= Moses Smart =

Moses Smart (1812–1873) was an American pastor, professor, medical doctor, attorney, and first leader of what was later known as Cobb Divinity School at Bates College.

Moses Mighels Smart was born in 1812 in North Parsonsfield, Maine and graduated from Waterville College (1836) (now Colby College) and then from the Bangor Theological Seminary (1839) then Andover Theological Seminary (1840), and then from the Central Medical College (1850). He also studied law, and was admitted to the New York bar in 1843. In 1840 he became the first leader of the first Free Will Baptist Theological School (later known as Cobb Divinity School) which was first located in Parsonsfield, Maine attached to Parsonfield Seminary before moving to Lowell, Massachusetts, and then Whitestown, New York and eventually merging with Bates College.
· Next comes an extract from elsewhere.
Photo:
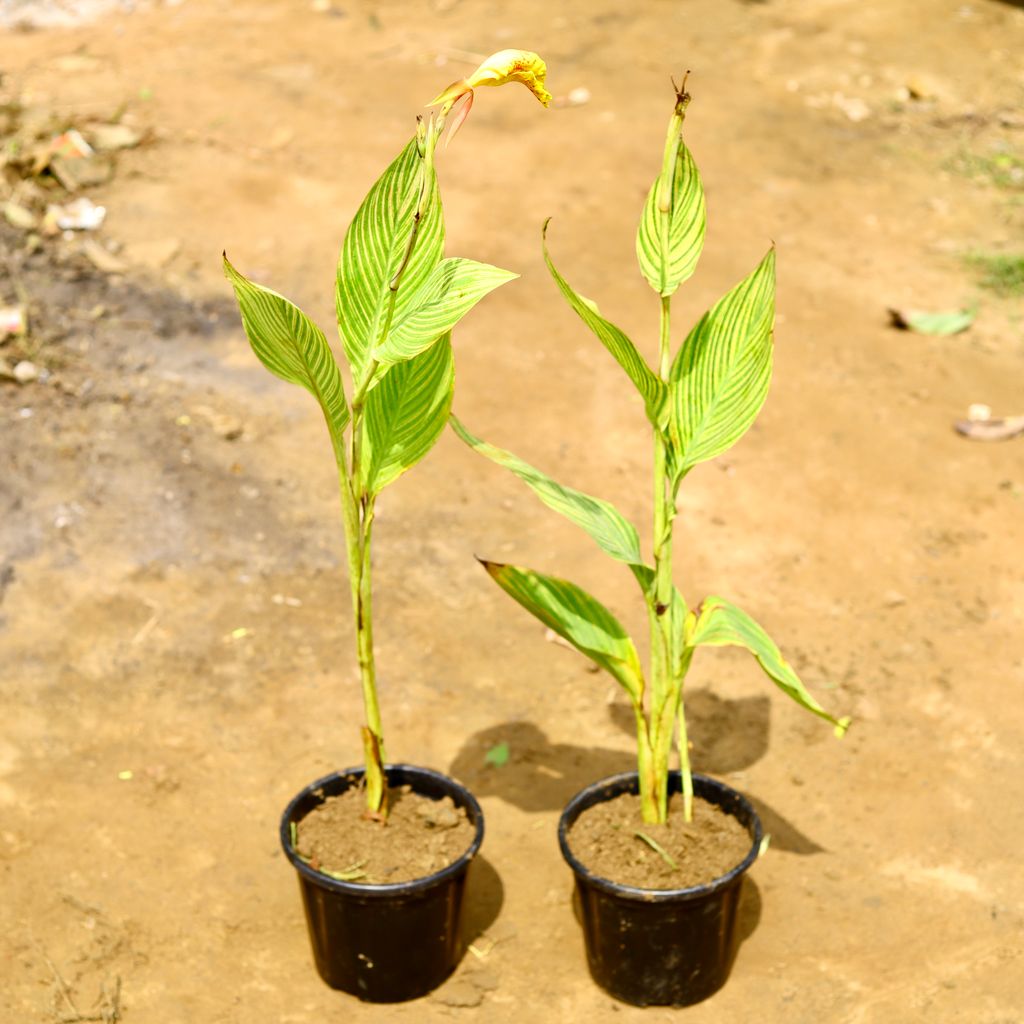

Smart led the institution until 1849 and later led his own school for a period. He preached in Russia, New York for several years. He then returned to Whitesboro in 1866 and taught ancient languages at Whitestown Seminary until 1871. Smart died in Whitestown, New York in 1873 of consumption. Smart published several works, including "Biblical Doctrine," “A Chronological History from the Creation of the World to the Present Century," "Moral Philosophy," and “Elements of Hebrew."